Fatality Alert - Fatality #4 - March 25, 2016

Accident Report: Fatality Reference: 
PDF Version: 

COAL MINE FATALITY --On Friday, March 25, 2016, a 48-year-old continuous mining machine operator, with 30 years of mining experience, was fatally injured when an overhanging section of a rock rib fell and pinned him against the haulage equipment. The fallen rib was approximately 44 feet long, 4 feet wide, and 2 feet thick. The victim was remotely operating a continuous mining machine that was being used to excavate material during the construction of a coal transfer shaft. The area where the accident occurred had a depth of cover of approximately 1,950 feet and a height of approximately 17 feet.

Accident Scene

Best Practices: 
  • e aware of potential hazards at all times when working or traveling near mine ribs, especially when conditions exist that could cause roof or rib disturbance. Take additional safety precautions in these conditions and when mining heights increase.
  • Do not stand between ribs and remotely controlled face equipment.
  • Know and follow all provisions of the approved roof control plan.  Recognize that this plan has minimum requirements and additional measures must be taken as mining conditions warrant.
  • Train all miners to conduct thorough examinations of the roof, face, and ribs where miners will be working or traveling. Correct all hazardous conditions before allowing miners in such areas.
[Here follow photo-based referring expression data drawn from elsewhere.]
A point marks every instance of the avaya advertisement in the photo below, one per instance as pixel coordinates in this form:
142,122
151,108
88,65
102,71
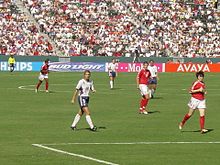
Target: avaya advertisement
22,66
133,67
76,66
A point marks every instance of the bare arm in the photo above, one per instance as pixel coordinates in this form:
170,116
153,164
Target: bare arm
137,82
74,96
198,90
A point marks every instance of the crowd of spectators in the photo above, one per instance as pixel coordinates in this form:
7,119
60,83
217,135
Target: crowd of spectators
119,28
18,35
179,29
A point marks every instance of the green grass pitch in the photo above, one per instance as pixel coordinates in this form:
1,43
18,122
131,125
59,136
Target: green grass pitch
44,118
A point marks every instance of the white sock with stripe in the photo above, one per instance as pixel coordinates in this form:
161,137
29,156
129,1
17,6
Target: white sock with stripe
111,84
76,120
89,121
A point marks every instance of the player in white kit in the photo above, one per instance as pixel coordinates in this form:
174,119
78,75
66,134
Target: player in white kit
112,72
153,81
83,88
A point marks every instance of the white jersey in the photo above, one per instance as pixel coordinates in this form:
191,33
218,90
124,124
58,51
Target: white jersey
153,70
84,87
112,67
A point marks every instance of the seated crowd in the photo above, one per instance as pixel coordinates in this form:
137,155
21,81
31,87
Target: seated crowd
113,28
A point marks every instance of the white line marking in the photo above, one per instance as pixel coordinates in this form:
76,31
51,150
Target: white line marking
132,143
72,154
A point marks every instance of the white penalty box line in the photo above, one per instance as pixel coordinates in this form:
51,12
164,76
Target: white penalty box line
45,146
73,154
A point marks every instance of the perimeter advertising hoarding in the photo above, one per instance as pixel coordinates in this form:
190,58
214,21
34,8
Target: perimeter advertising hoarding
76,66
22,66
192,67
133,67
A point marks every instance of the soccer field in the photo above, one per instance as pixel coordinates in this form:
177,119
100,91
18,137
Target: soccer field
35,127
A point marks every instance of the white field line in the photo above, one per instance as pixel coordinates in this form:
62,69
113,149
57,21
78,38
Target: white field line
133,143
73,154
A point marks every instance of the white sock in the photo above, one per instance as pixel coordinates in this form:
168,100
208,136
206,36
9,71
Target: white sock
152,91
89,121
76,120
111,84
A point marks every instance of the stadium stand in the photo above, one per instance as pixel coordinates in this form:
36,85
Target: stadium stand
116,28
18,35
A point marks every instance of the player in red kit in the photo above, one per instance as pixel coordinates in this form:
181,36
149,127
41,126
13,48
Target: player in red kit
142,84
43,76
197,101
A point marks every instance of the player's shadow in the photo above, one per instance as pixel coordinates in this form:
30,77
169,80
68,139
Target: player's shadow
151,112
116,89
157,98
88,129
209,130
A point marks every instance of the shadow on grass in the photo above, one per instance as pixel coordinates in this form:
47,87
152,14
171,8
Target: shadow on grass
156,98
88,129
209,130
151,112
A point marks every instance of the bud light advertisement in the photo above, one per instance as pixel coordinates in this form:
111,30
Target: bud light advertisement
76,66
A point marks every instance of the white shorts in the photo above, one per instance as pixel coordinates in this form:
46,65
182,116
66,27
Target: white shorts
42,76
197,104
144,89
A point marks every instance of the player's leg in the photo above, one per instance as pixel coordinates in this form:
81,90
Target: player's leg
11,67
46,84
111,82
38,85
88,118
202,120
77,119
145,98
186,117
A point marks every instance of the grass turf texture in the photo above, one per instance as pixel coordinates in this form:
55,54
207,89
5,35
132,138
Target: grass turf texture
28,117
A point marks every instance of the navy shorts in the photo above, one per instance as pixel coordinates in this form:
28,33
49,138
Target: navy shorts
83,101
12,65
153,80
112,74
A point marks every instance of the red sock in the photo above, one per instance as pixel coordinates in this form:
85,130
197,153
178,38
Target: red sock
186,117
47,85
38,85
141,104
202,122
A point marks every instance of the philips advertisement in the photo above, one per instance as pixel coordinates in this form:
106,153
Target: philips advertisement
77,66
22,66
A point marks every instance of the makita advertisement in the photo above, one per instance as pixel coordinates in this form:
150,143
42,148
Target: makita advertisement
76,66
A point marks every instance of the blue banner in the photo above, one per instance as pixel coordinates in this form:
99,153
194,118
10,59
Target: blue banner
22,66
76,66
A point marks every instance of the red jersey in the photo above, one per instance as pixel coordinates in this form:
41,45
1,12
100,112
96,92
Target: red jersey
144,76
45,69
197,85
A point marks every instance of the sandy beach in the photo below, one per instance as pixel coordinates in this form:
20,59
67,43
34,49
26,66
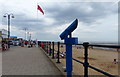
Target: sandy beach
102,59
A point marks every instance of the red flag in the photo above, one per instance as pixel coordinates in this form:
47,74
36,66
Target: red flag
39,8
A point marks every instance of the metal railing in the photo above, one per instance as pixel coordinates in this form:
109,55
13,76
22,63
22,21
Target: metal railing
86,45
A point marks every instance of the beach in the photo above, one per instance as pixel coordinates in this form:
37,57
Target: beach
99,58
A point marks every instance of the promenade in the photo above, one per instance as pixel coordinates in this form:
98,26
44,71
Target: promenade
27,61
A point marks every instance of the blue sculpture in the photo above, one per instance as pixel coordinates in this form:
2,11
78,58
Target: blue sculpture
69,41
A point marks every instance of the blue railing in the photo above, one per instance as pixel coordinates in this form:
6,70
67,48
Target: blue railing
49,48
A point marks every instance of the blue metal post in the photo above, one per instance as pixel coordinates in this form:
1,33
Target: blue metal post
69,60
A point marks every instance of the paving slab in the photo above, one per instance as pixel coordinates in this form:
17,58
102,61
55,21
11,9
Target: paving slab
27,61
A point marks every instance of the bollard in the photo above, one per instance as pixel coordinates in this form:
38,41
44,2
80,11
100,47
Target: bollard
58,59
69,41
85,44
52,50
49,48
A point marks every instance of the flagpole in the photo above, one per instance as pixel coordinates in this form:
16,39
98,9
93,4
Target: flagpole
37,13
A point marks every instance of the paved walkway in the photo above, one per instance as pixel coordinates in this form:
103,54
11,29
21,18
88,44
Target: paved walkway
27,61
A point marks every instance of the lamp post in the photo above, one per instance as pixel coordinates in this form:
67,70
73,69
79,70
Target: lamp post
8,15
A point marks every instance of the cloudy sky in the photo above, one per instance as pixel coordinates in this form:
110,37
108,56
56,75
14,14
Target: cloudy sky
98,20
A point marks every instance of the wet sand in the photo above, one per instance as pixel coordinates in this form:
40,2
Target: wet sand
102,59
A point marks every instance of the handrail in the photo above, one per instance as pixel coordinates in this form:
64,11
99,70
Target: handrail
85,63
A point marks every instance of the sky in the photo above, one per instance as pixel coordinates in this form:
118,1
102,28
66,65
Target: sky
98,19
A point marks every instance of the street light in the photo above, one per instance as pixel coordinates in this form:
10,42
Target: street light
8,15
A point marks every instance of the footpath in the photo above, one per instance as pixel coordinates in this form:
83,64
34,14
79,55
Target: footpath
27,61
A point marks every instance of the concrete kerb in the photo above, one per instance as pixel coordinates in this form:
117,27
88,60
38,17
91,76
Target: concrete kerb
58,65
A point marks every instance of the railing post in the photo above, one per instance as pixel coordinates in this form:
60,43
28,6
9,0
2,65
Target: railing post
85,44
52,50
58,60
49,48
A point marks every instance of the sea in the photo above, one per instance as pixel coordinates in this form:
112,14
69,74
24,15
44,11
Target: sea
105,43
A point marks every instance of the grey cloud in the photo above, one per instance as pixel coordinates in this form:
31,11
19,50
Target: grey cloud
78,10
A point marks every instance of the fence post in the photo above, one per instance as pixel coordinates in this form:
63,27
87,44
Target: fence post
49,48
85,44
58,59
52,50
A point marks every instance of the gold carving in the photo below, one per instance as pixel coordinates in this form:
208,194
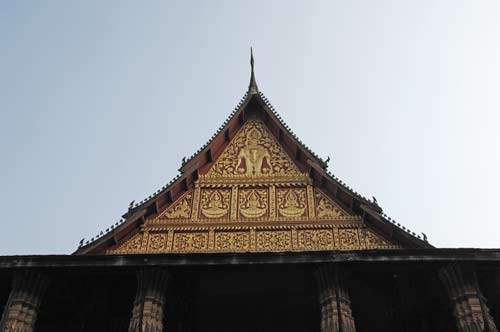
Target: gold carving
253,152
157,242
190,242
349,238
253,203
215,203
326,209
181,209
291,203
232,241
274,241
316,239
255,239
253,199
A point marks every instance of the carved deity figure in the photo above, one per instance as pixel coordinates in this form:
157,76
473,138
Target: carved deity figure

Continuously watch for changing conditions and conduct more frequent examinations when abnormal conditions are present.
  • Pay particular attention to deteriorating roof and rib conditions when working in, or traveling through, older areas of the mine.  Provide additional training for specialized work, such as outby construction, emphasizing best practices for each specific task.
  • Perform a site-specific risk assessment for underground construction projects since unusual hazards may be encountered.  Identify and correct hazardous conditions related to falls of the roof, face, and ribs.
  • Install rib bolts on cycle and in a consistent pattern for the best protection against rib falls.
  • Provide additional support when fractures or other abnormalities are detected and use appropriate standing support beneath overhanging brows if they cannot be taken down or adequately bolted.
  • Adequately scale any loose rib material from a safe location with a bar of suitable length.
  • Historically, rib related accidents occur in areas where the mining height exceeds 7 feet and the cover is more than 700 feet. In such areas, make frequent examinations and take proactive measures to assure adequate, effective rib support is installed and maintained.
Additional Information: 

This is the fourth fatality reported in calendar year 2016 in the coal mining industry and the second fatality classified as Fall of Rib.  As of this date in 2015, there were five fatalities in the coal mining industry, including two fatalities in this classification.